Pandangan ini menunjukkan bahwa seksualitas laki-laki justru menjadi sumber kebanggaan, sementara seksualitas perempuan dibungkam dan diatur secara ketat. Sistem ini membuat perempuan hidup dalam tekanan untuk selalu terlihat “suci”, sedangkan laki-laki justru diberi ruang luas untuk mengeksplorasi tubuh dan hasratnya.

Tidak jarang, perempuan terpaksa menjalani prosedur rekonstruksi selaput dara atau menyembunyikan pengalaman seksualnya demi mempertahankan relasi atau eksistensinya di masyarakat. Hal ini menunjukkan sistem sosial telah menciptakan ketimpangan yang begitu besar dalam hal kontrol terhadap tubuh antara laki-laki dan perempuan.

Baca juga: Antara Rasa Bersalah dan Tubuh yang Menjerit: Dilema Seksualitas Istri dalam Pernikahan

Membongkar Mitos, Mengembalikan Otonomi Tubuh Perempuan

Perempuan harus diberi ruang untuk mendefinisikan ulang tubuh dan seksualitasnya secara bebas, kritis, dan utuh. Seksualitas bukan sesuatu yang harus disembunyikan, tetapi bagian dari pengalaman manusia yang sah.
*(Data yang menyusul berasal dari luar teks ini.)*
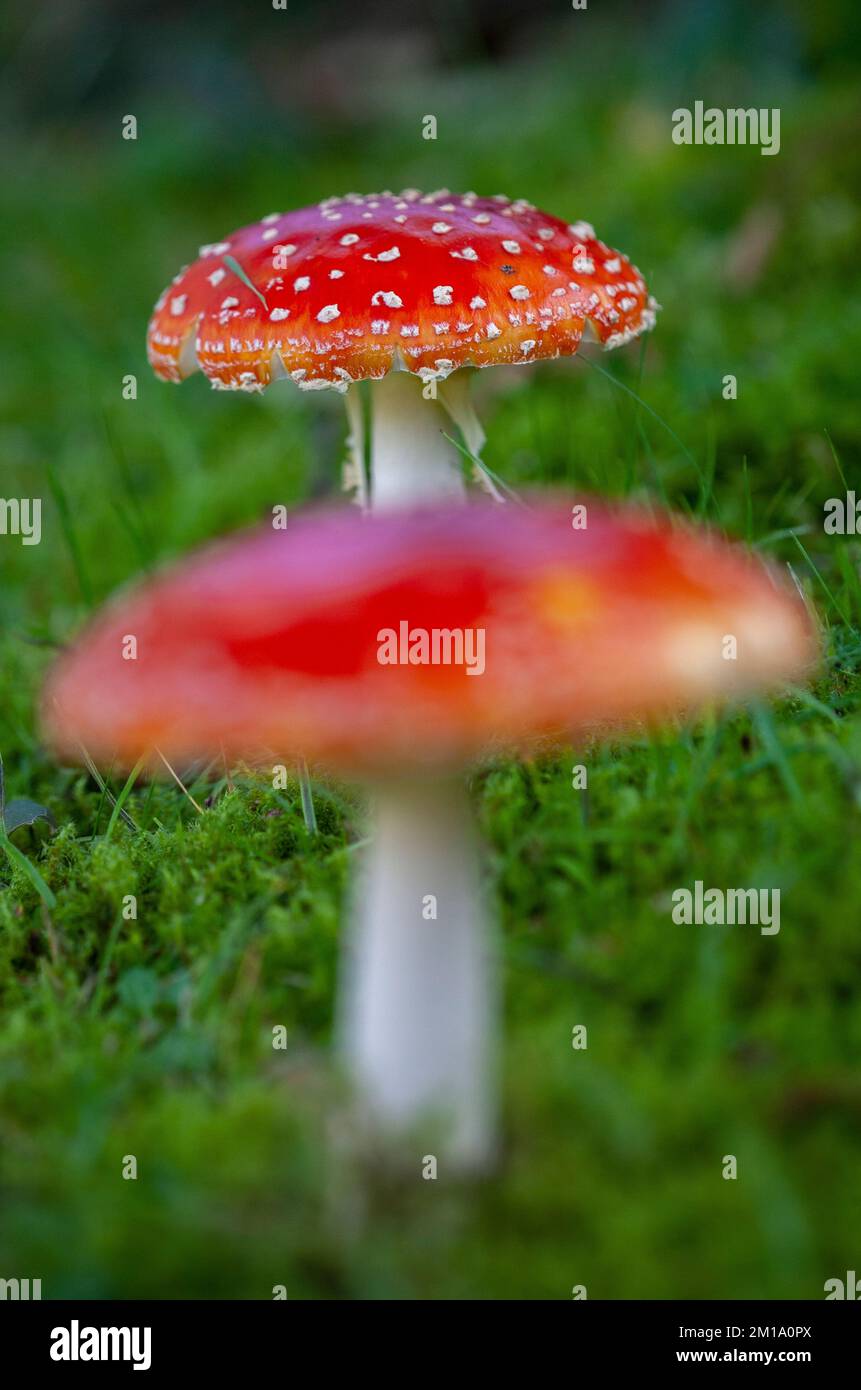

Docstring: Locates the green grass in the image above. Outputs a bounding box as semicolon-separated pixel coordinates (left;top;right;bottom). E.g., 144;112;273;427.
0;7;861;1298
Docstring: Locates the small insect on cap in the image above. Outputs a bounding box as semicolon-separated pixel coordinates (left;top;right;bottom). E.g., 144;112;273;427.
45;499;816;771
147;189;657;391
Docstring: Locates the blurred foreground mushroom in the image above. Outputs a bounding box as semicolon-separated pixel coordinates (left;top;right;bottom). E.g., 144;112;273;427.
43;499;815;1165
147;189;657;506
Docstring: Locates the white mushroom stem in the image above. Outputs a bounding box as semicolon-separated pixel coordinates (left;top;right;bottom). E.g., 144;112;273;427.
341;780;497;1169
371;371;465;510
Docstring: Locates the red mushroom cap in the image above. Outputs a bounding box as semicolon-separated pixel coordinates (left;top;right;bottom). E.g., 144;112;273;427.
45;500;816;770
147;189;657;391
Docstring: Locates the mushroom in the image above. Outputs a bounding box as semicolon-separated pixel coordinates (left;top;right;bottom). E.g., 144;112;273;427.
43;499;815;1166
147;189;658;506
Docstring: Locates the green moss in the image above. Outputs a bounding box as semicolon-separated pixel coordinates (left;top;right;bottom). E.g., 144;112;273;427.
0;5;861;1298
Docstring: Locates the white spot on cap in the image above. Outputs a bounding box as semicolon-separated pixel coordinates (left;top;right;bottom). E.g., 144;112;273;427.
371;289;403;309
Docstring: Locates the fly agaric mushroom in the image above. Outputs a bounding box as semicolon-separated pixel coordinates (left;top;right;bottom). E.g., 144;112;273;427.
45;500;815;1165
147;189;658;506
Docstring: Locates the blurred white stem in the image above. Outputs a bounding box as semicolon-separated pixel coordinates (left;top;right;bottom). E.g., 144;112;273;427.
371;371;465;509
341;780;497;1168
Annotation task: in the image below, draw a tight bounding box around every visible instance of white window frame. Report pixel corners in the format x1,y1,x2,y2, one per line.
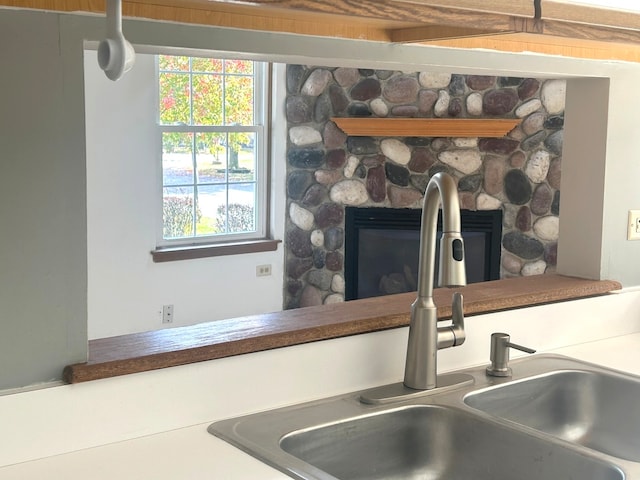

Kita perlu memulihkan hubungan perempuan dengan tubuhnya sendiri bukan sebagai objek moral, tapi sebagai ruang agensi dan kebebasan.

Penolakan terhadap mitos keperawanan bukan ajakan untuk seks bebas, melainkan seruan akan pentingnya pendidikan seksual yang komprehensif. Pendidikan yang seharusnya disediakan oleh negara agar semua orang, terutama perempuan, dapat memahami tubuhnya secara ilmiah, etis, dan manusiawi.

Sudah saatnya kita hentikan warisan budaya yang menjadikan vagina sebagai arena penghakiman dan keperawanan sebagai beban turun-temurun. Tubuh perempuan bukan milik negara, laki-laki, maupun keluarga melainkan milik perempuan itu sendiri. Dan hanya perempuanlah yang berhak menentukan narasinya.